Israeli assault rifle/carbine

The ARAD is an AR-15–style assault rifle designed in 2019 by Israel Weapon Industries, named after the Israeli city of Arad.

== Design ==
The ARAD is an assault rifle visually similar to the AR-15, though it uses a short-stroke gas piston more akin to that of the AR-18, rather than the direct impingement system seen in the AR-15. It is chambered in either 5.56×45mm NATO or .300 AAC Blackout and is designed to be modular, allowing a change of caliber through a quick-change barrel. All of its metal parts are corrosion-resistant.

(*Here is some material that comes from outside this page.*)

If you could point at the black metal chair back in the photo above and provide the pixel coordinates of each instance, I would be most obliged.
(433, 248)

The barrel is cold hammer-forged and chrome-lined for improved accuracy and lifespan (approximately 20,000 rounds). The barrel is free-floated for enhanced accuracy. In the standard models, the accuracy is 1 MOA, and in the DMR model, the accuracy is better.

== Variants ==
=== Arad 5 ===
The IWI Arad is a modular assault rifle designed and manufactured by Israel Weapon Industries.

- Caliber: 5.56×45mm NATO and .300 BLK.
- Weight: 2.85–3.07 kg empty, depending on barrel length.
- Barrel length: 11.5 inches, 14.5 inches
- Rifling twist: 1:7 twist rate
- Effective range: 300–500 meters.
- Accuracy: 1 MOA.

=== Arad 7 ===
The IWI Arad 7 is a heavier battle rifle variant of the Arad.

- Caliber: 7.62×51mm NATO or 6.5mm Creedmoor.
- Weight: 4.15–4.55 kg empty, depending on barrel length.
- Barrel length: 14.5 inches, 16 inches, 18 inches, and 20 inches.
- Rifling twist: 1:12 twist rate.
- Effective range: 300–1000 meters.

=== Arad 7 DMR ===
The IWI Arad 7 DMR is a semi-automatic designated marksman rifle variant of the Arad 7.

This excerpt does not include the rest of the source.